Treinamento – Depois disso, ainda há outro grande problema nessa decisão de correr a maratona. Encarar o desafio como algo sério. Hoje infelizmente temos acompanhado uma grande banalização do treino para a maratona. Muitas pessoas não encaram essa preparação com seriedade. Muitos desses treinamentos são preconizados à distância, sem que haja qualquer tipo de contato visual entre treinador e corredor, além disso, muitos treinadores disponibilizam planilhas coletivas que não sofrem adaptações ao longo das semanas.
Estes dias li uma matéria onde o autor, que não é um profissional da área, recomendou aos iniciantes pular da distância de 15km para a maratona em apenas três meses! Prescreveu inclusive o acréscimo de 15 minutos em cada treino longo nos finais de semana durante esses três meses, alegando que a coisa é como matemática. É evidente que este tipo de informação publicada não tem qualquer embasamento científico, muito menos lógico. Fosse tão simples assim, não seriam necessários anos intensos de estudos para alguém trabalhar com a distância.
Vale lembrar também que prescrever atividades físicas, quaisquer que sejam, é de competência somente do profissional de Educação Física, com registro no CREF (Conselho Regional de Educação Física), conforme a lei 9.696/1998, que regulamenta a atividade do profissional de Educação Física. É lamentável que, sobretudo as pessoas mais simples, sejam levadas a graves erros, cujos prejuízos futuros serão arcados somente por elas.
Em levantamento feito através de literaturas qualificadas e estatísticas sérias, autores chegaram a conclusão (há muitos anos) que os melhores resultados dos maratonistas, em sua maioria, são obtidos após 10 anos de treinamento sério, normalmente com idades superiores aos 24 anos. Segundo Thompson (1991) que discute as fases de crescimento e a maturidade atlética, o indivíduo passa a ser adulto com idade acima de 19 anos, podendo só então ser submetido a treinamentos mais desgastantes. Para ter uma idéia a primeira categoria para a maratona reconhecida pela IAAF é a de 20 a 24 anos.

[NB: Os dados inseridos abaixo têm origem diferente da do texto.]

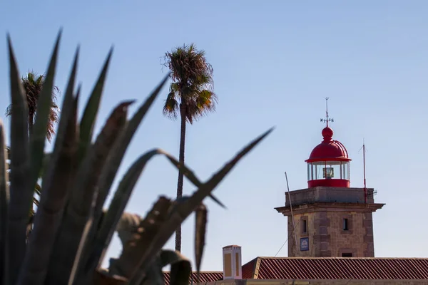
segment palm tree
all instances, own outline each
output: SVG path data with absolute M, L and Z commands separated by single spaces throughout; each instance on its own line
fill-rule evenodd
M 39 95 L 41 92 L 43 83 L 44 83 L 45 77 L 43 75 L 37 75 L 34 71 L 29 72 L 26 77 L 21 78 L 22 85 L 26 94 L 27 104 L 29 106 L 29 133 L 31 135 L 33 131 L 33 125 L 36 113 L 37 113 L 37 101 L 39 100 Z M 46 133 L 46 138 L 49 142 L 52 140 L 55 135 L 55 124 L 58 122 L 58 113 L 59 108 L 56 105 L 56 94 L 59 92 L 59 89 L 56 86 L 54 86 L 52 92 L 52 108 L 49 114 L 49 122 L 48 124 L 48 132 Z M 11 104 L 9 105 L 6 110 L 6 115 L 9 116 L 11 113 Z
M 179 161 L 184 163 L 186 122 L 193 124 L 204 115 L 215 110 L 217 96 L 213 92 L 213 67 L 204 51 L 193 43 L 165 53 L 164 66 L 171 71 L 170 93 L 163 105 L 163 115 L 181 120 Z M 177 199 L 183 196 L 184 175 L 178 171 Z M 175 250 L 181 250 L 181 227 L 175 231 Z

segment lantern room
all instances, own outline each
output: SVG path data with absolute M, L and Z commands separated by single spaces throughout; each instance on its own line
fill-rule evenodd
M 333 130 L 322 132 L 324 140 L 305 160 L 307 163 L 307 186 L 350 187 L 350 162 L 347 151 L 339 141 L 332 140 Z

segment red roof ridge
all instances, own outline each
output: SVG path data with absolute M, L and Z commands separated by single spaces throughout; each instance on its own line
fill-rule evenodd
M 162 272 L 163 273 L 171 273 L 170 271 L 169 270 L 164 270 Z M 198 271 L 192 271 L 192 273 L 198 273 Z M 210 270 L 210 271 L 199 271 L 199 273 L 221 273 L 223 274 L 223 270 L 220 271 L 220 270 Z
M 422 259 L 428 260 L 428 257 L 287 257 L 287 256 L 258 256 L 262 259 Z M 251 261 L 255 259 L 251 259 Z

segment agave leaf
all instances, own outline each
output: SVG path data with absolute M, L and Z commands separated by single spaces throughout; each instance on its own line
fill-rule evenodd
M 170 212 L 169 218 L 164 222 L 157 234 L 153 237 L 148 250 L 143 253 L 138 264 L 138 270 L 136 270 L 130 278 L 130 284 L 138 284 L 145 277 L 143 274 L 139 274 L 138 272 L 146 272 L 148 266 L 150 265 L 151 260 L 158 254 L 162 249 L 163 244 L 168 242 L 168 239 L 175 231 L 175 229 L 193 212 L 198 205 L 214 190 L 214 188 L 221 182 L 221 180 L 230 172 L 235 165 L 247 153 L 248 153 L 255 145 L 257 145 L 263 138 L 265 138 L 273 128 L 268 130 L 266 133 L 254 140 L 240 152 L 238 152 L 231 160 L 218 171 L 205 183 L 204 183 L 193 195 L 188 199 L 180 201 Z M 179 166 L 182 167 L 182 165 Z M 185 175 L 185 171 L 183 171 Z
M 56 42 L 52 52 L 46 76 L 37 101 L 37 112 L 36 113 L 36 120 L 33 127 L 33 131 L 30 134 L 30 154 L 31 159 L 30 187 L 33 189 L 34 189 L 39 180 L 40 169 L 43 163 L 48 122 L 52 108 L 52 89 L 54 88 L 55 69 L 56 68 L 58 50 L 59 48 L 61 32 L 62 31 L 60 30 L 56 38 Z
M 171 205 L 172 202 L 169 199 L 161 196 L 136 227 L 130 227 L 128 223 L 128 227 L 122 226 L 120 229 L 118 229 L 118 233 L 125 237 L 122 240 L 123 250 L 118 259 L 111 262 L 109 271 L 129 278 L 133 271 L 138 271 L 140 256 L 147 251 L 151 239 L 168 218 Z M 124 217 L 122 216 L 121 220 Z
M 192 274 L 190 261 L 178 252 L 163 250 L 160 252 L 162 266 L 171 265 L 170 285 L 188 285 Z
M 112 152 L 111 155 L 108 157 L 107 163 L 106 163 L 106 165 L 103 169 L 100 177 L 100 190 L 96 203 L 97 207 L 95 210 L 95 219 L 97 222 L 100 219 L 103 210 L 103 205 L 106 202 L 107 196 L 108 196 L 110 188 L 111 187 L 114 177 L 116 177 L 119 166 L 123 159 L 125 152 L 126 152 L 133 135 L 136 134 L 138 126 L 141 123 L 141 121 L 166 83 L 168 76 L 169 73 L 163 78 L 162 81 L 160 81 L 152 93 L 146 100 L 146 102 L 140 106 L 137 112 L 129 120 L 120 136 L 120 138 L 116 143 L 114 151 Z
M 111 241 L 116 225 L 121 217 L 122 217 L 123 210 L 132 194 L 132 190 L 137 183 L 143 170 L 148 160 L 160 153 L 160 150 L 158 149 L 146 152 L 136 160 L 122 178 L 111 200 L 108 210 L 103 218 L 101 228 L 96 233 L 92 247 L 93 249 L 89 255 L 90 259 L 88 261 L 88 265 L 86 266 L 86 273 L 93 270 L 94 266 L 96 266 L 98 262 L 101 261 L 100 259 L 103 256 Z
M 44 175 L 44 192 L 39 194 L 40 204 L 37 205 L 34 227 L 20 274 L 22 284 L 44 284 L 52 247 L 70 191 L 68 185 L 76 177 L 79 94 L 73 98 L 73 89 L 78 52 L 78 48 L 66 88 L 54 151 Z
M 168 153 L 165 153 L 165 155 L 172 164 L 175 165 L 177 168 L 180 168 L 180 163 L 178 162 L 178 160 L 177 160 L 173 156 L 170 155 Z M 200 186 L 202 186 L 202 182 L 199 180 L 199 179 L 198 179 L 198 177 L 196 177 L 196 175 L 195 175 L 192 170 L 190 170 L 189 168 L 187 168 L 186 170 L 183 171 L 185 171 L 185 174 L 184 175 L 184 176 L 185 176 L 186 178 L 188 179 L 189 181 L 191 182 L 195 186 L 196 186 L 197 187 L 200 187 Z M 223 203 L 222 203 L 215 196 L 214 196 L 213 193 L 210 194 L 208 197 L 213 200 L 214 200 L 214 202 L 215 202 L 221 207 L 223 207 L 223 209 L 226 209 L 226 206 L 225 206 Z
M 200 271 L 202 255 L 205 247 L 207 217 L 207 207 L 203 204 L 200 204 L 195 211 L 195 260 L 198 274 L 196 277 L 197 282 L 200 282 L 199 272 Z
M 48 276 L 51 284 L 63 284 L 68 281 L 102 167 L 117 139 L 117 133 L 125 125 L 128 107 L 131 103 L 132 101 L 123 102 L 113 110 L 79 166 L 51 259 Z
M 96 191 L 95 193 L 93 193 L 93 196 L 92 197 L 92 204 L 91 204 L 91 209 L 89 211 L 89 217 L 88 218 L 86 224 L 85 224 L 85 228 L 83 229 L 83 232 L 82 234 L 81 241 L 78 244 L 77 253 L 76 254 L 76 257 L 74 258 L 74 262 L 71 269 L 71 273 L 70 274 L 70 277 L 68 279 L 68 285 L 73 285 L 73 284 L 76 284 L 76 285 L 86 284 L 79 283 L 81 282 L 79 279 L 83 279 L 84 276 L 83 275 L 78 276 L 77 273 L 79 268 L 79 263 L 83 255 L 82 254 L 83 252 L 85 245 L 86 244 L 86 239 L 88 237 L 88 234 L 89 233 L 91 227 L 92 226 L 92 223 L 93 222 L 93 210 L 95 209 L 95 204 L 96 203 L 97 194 L 98 191 Z
M 80 124 L 80 140 L 79 140 L 79 149 L 78 149 L 78 157 L 79 162 L 81 162 L 86 153 L 88 148 L 91 145 L 91 141 L 92 140 L 92 134 L 93 133 L 93 128 L 96 120 L 96 115 L 98 115 L 98 108 L 100 107 L 100 102 L 101 100 L 101 95 L 103 94 L 103 89 L 104 88 L 104 83 L 106 82 L 106 78 L 107 77 L 107 71 L 108 70 L 108 65 L 110 60 L 111 59 L 111 55 L 113 54 L 113 46 L 110 48 L 110 51 L 104 62 L 104 66 L 100 73 L 100 76 L 92 90 L 86 107 L 83 112 L 82 119 Z
M 7 241 L 7 210 L 9 207 L 9 192 L 6 172 L 7 150 L 4 147 L 4 130 L 3 122 L 0 120 L 0 284 L 9 284 L 8 279 L 8 241 Z
M 29 187 L 28 107 L 21 83 L 11 38 L 8 35 L 11 101 L 11 197 L 9 207 L 9 281 L 15 284 L 26 249 L 29 212 L 33 202 L 34 188 Z M 16 150 L 14 151 L 14 150 Z
M 146 100 L 146 102 L 144 102 L 144 103 L 138 108 L 133 118 L 127 123 L 126 127 L 120 134 L 119 138 L 115 144 L 114 150 L 111 152 L 111 155 L 109 155 L 107 162 L 104 165 L 99 180 L 99 192 L 94 213 L 94 223 L 93 224 L 92 229 L 88 237 L 88 247 L 91 249 L 93 249 L 95 247 L 93 244 L 95 242 L 94 240 L 96 229 L 95 227 L 96 225 L 99 224 L 100 219 L 103 212 L 103 205 L 104 204 L 106 199 L 108 195 L 110 188 L 111 187 L 111 185 L 113 184 L 115 177 L 116 176 L 117 171 L 121 165 L 123 156 L 125 155 L 125 152 L 126 152 L 126 150 L 128 149 L 129 143 L 133 138 L 134 134 L 136 133 L 138 126 L 146 116 L 146 114 L 147 114 L 147 112 L 150 109 L 150 107 L 152 105 L 155 99 L 159 94 L 159 92 L 165 85 L 169 73 L 166 76 L 164 77 L 162 81 L 158 85 L 152 93 Z M 101 250 L 102 251 L 102 249 Z M 96 260 L 97 262 L 97 264 L 92 264 L 90 266 L 93 269 L 95 269 L 93 266 L 96 266 L 98 265 L 98 260 L 100 259 L 101 256 L 98 254 L 97 254 L 96 257 L 91 257 L 92 262 L 94 262 Z M 102 259 L 102 257 L 101 257 L 101 259 Z M 88 262 L 88 259 L 83 261 L 83 264 L 86 264 L 86 262 Z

Se os melhores atletas do mundo sabiamente ingressam na distância mais tarde, normalmente acima dos 24 anos, após acumularem grande experiência em distâncias menores, os amadores têm que ter no mínimo um pouco de bom senso com relação a primeira participação na prova.
É claro que um ou outro atleta consegue o êxito mais cedo, como o atual campeão olímpico Samuel Wanjiru, do Quênia, que obteve o feito na distância aos 22 anos, e debutou nela aos 21 anos. Porém, vale ressaltar que a estréia dele aconteceu após vários anos de treinamento, já que antes de ingressar a maratona, Wanjiru, aos 21 anos, já havia estabelecido a melhor marcar mundial para a meia maratona (58min33), que permanece até os dias atuais.
Não indo muito longe, nosso melhor maratonista na atualidade, Marílson Gomes dos Santos, bicampeão da tradicional Maratona de New York, ingressou na distância ao 26 anos, após mais de 10 anos de treinamento e depois de ter feito muitas provas de pista, cross-country e de rua mais curtas, sendo inclusive o recordista brasileiro e sul-americano em várias delas.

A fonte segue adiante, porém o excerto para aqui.